О том, что лысый – сам дер Даген Тур, знаменитый путешественник и брат лингийского дара Антонио Кахлеса, Сантеро шепнул Аксель. Попросил не распространять информацию дальше – это Адаму далось легко – и не особенно докучать знатному гостю, знаменитому не только своими путешествиями, но и скверным нравом. Сантеро держался, сколько мог, но не смог пройти мимо странного замечания.

– Какое именно?

– О том, что заповедь Хоэкунса спасает жизни.

– Хоэкунс в принципе спасает жизни, – миролюбиво ответил Помпилио. – Высокое искусство учит сдерживать гнев и усмирять гордыню.

– Вы сейчас о ком говорите?

– Нам пора, – перебил Адама Аксель. – Аэродром в двух лигах к северу.


– Майор Тильда Чок, Генеральный штаб, – веско произнесла Орнелла, предъявляя предписание начальнику караула. – Вас должны были известить.

– Да, конечно. – Толстый капитан, судя по всему, в караул его списали за избыточный вес, внимательно изучил бумагу, затем – личные документы Орнеллы и Эбби, после чего кивнул на хмурую Киру: – Её бумаги?

Был он дураком по жизни или сегодня не выспался, Григ уточнять не стала, язвить тоже, ответила спокойно:

– Мы конвоируем этого офицера в Линегарт. Документов у неё нет.

И даже смотреть на жирного идиота не стала.

К главной палатке аэродрома Григ и Эбби подъехали на трофейном «Клоро», его ушерские опознавательные знаки были наспех закрашены белой краской, а на корме горделиво торчал флагшток с приотским флагом.

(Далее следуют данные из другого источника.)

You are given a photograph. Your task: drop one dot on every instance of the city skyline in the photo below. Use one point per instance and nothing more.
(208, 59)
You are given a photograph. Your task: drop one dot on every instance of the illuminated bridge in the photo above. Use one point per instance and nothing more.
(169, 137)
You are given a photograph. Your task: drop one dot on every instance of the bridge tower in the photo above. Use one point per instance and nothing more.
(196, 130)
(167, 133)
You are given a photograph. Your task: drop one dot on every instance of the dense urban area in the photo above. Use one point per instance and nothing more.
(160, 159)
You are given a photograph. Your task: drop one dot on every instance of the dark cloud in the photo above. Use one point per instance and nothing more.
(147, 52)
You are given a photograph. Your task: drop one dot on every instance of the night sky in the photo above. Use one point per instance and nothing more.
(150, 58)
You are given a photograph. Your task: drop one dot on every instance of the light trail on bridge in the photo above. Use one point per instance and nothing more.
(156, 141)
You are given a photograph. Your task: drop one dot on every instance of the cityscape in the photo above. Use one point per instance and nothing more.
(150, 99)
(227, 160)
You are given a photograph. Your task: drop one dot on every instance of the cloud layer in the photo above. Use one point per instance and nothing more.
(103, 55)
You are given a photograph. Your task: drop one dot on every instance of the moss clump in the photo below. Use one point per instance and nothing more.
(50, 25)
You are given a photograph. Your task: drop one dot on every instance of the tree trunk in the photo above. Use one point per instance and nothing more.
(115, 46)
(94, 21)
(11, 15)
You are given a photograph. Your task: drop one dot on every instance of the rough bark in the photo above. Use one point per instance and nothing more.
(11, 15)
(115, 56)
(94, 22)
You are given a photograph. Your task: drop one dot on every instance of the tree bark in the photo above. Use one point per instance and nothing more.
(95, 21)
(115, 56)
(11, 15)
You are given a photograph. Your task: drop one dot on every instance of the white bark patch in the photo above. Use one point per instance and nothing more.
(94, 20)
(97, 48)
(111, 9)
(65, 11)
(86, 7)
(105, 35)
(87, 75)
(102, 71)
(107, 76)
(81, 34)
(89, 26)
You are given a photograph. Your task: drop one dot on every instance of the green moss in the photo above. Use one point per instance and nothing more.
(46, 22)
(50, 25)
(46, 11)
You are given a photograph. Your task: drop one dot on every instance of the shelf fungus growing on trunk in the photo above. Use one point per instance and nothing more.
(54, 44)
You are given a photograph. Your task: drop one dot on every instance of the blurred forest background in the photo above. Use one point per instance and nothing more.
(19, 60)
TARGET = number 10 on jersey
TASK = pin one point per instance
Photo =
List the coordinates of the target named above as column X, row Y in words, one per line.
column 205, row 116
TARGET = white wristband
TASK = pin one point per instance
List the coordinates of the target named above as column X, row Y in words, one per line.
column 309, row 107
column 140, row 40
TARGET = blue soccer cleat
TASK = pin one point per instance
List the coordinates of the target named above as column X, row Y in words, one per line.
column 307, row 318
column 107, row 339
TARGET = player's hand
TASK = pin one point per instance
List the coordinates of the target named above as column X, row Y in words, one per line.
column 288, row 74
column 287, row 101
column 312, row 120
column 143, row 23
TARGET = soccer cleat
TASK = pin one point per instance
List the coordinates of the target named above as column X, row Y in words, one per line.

Бронетяг скалой навис над брезентовым домиком, но выглядел совсем не угрожающе. Кому может угрожать свой, братский бронетяг, полный весёлых своих? Все ребята улыбаются, слышны шутки, подначки, и только рыжая девка в грязном ушерском мундире мрачна, как зимний Банир. И смотрит на приотцев с такой ненавистью, что даже привычной к выражению чувств Орнелле иногда становится неприятно. Не страшно, а именно неприятно. Орнелла знает, что людей, которые так на тебя смотрят, нужно убивать, но не может этого сделать, и только поэтому ей неприятно.